Open shwina opened 4 years ago
Granted it's on the Python level where I'm not too concerned, but this kinda sounds like scope creep to me.
My hope would be to keep RMM as narrowly focused as we can.
Maybe a little. Though am less worried about that personally. Where else would you imagine it living (if not RMM)?
I'm a big fan of "Do One Thing". Scope creep is how libraries become complicated behemoths that are difficult to maintain and change.
This issue is similar to why I pushed back on https://github.com/rapidsai/rmm/pull/220. RMM shouldn't be concerned about device memory allocated by anything other than RMM. Anything beyond that is the concern of another layer or library.
I don't have sufficient Python expertise to know where Buffer
should live, but I'm not a big fan of just tacking it onto RMM simply because it is convenient.

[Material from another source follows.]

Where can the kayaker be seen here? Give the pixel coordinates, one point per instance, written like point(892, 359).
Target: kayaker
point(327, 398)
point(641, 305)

From my view I'm not viewing this as tacking this onto rmm because it's convenient, in fact it's a little bit inconvenient if anything. I view this as managing memory that rapids libraries could potentially use, it just so happens that the memory wasn't allocated by the RMM allocator.
This issue has been marked rotten due to no recent activity in the past 90d. Please close this issue if no further response or action is needed. Otherwise, please respond with a comment indicating any updates or changes to the original issue and/or confirm this issue still needs to be addressed.
This issue has been marked stale due to no recent activity in the past 30d. Please close this issue if no further response or action is needed. Otherwise, please respond with a comment indicating any updates or changes to the original issue and/or confirm this issue still needs to be addressed. This issue will be marked rotten if there is no activity in the next 60d.
Can you just replace cudf.Buffer
with rmm.DeviceBuffer
?
Unfortunately no, because a cudf.Buffer
could contain arbitrary device memory backed objects underneath it, such as CuPy/Numba arrays, whereas a rmm.DeviceBuffer
is owning.
This issue has been labeled inactive-30d
due to no recent activity in the past 30 days. Please close this issue if no further response or action is needed. Otherwise, please respond with a comment indicating any updates or changes to the original issue and/or confirm this issue still needs to be addressed. This issue will be labeled inactive-90d
if there is no activity in the next 60 days.
This issue has been labeled inactive-90d
due to no recent activity in the past 90 days. Please close this issue if no further response or action is needed. Otherwise, please respond with a comment indicating any updates or changes to the original issue and/or confirm this issue still needs to be addressed.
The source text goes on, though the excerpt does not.